Xia Songyan, Hirao Hajime
Warshel Institute for Computational Biology, School of Medicine, The Chinese University of Hong Kong, Shenzhen 518172, China.
Molecules. 2025 Sep 13;30(18):3733. doi: 10.3390/molecules30183733.

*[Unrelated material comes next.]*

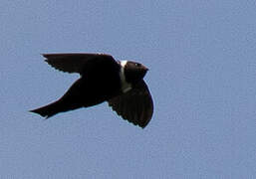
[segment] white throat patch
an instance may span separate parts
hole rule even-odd
[[[120,71],[120,78],[121,78],[121,87],[122,91],[125,93],[131,89],[131,84],[128,83],[126,81],[126,75],[125,75],[125,67],[127,65],[128,61],[121,61],[121,71]]]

NADPH-cytochrome P450 reductase (CPR) is an essential redox partner for a wide range of metal-containing proteins, mediating the stepwise transfer of two electrons from nicotinamide adenine dinucleotide phosphate (NADPH) to the redox centers of its partner proteins. This Perspective summarizes recent advances in understanding the mechanisms underlying the CPR-mediated electron transfer (ET) cycle. Emphasis is placed on human and other mammalian CPRs, which provide critical insights into human biology and drug metabolism. Recent experimental and computational approaches that have deepened our mechanistic understanding of CPR function are highlighted. Selected studies are reviewed to illustrate progress in elucidating the interflavin ET within CPR, the interplay between its redox states and structural dynamics, and its protein-protein interactions with redox partners, along with the associated ET pathways. Finally, the remaining challenges and future research directions are outlined.
烟酰胺腺嘌呤二核苷酸磷酸细胞色素P450还原酶(CPR)是多种含金属蛋白必不可少的氧化还原伙伴,介导两个电子从烟酰胺腺嘌呤二核苷酸磷酸(NADPH)逐步转移至其伙伴蛋白的氧化还原中心。本综述总结了在理解CPR介导的电子转移(ET)循环机制方面的最新进展。重点关注人类及其他哺乳动物的CPR,它们为人类生物学和药物代谢提供了关键见解。文中突出了近期深化我们对CPR功能机制理解的实验和计算方法。回顾了部分研究,以阐明CPR内黄素间电子转移、其氧化还原状态与结构动力学之间的相互作用、与氧化还原伙伴的蛋白质-蛋白质相互作用以及相关的电子转移途径方面取得的进展。最后,概述了剩余的挑战和未来的研究方向。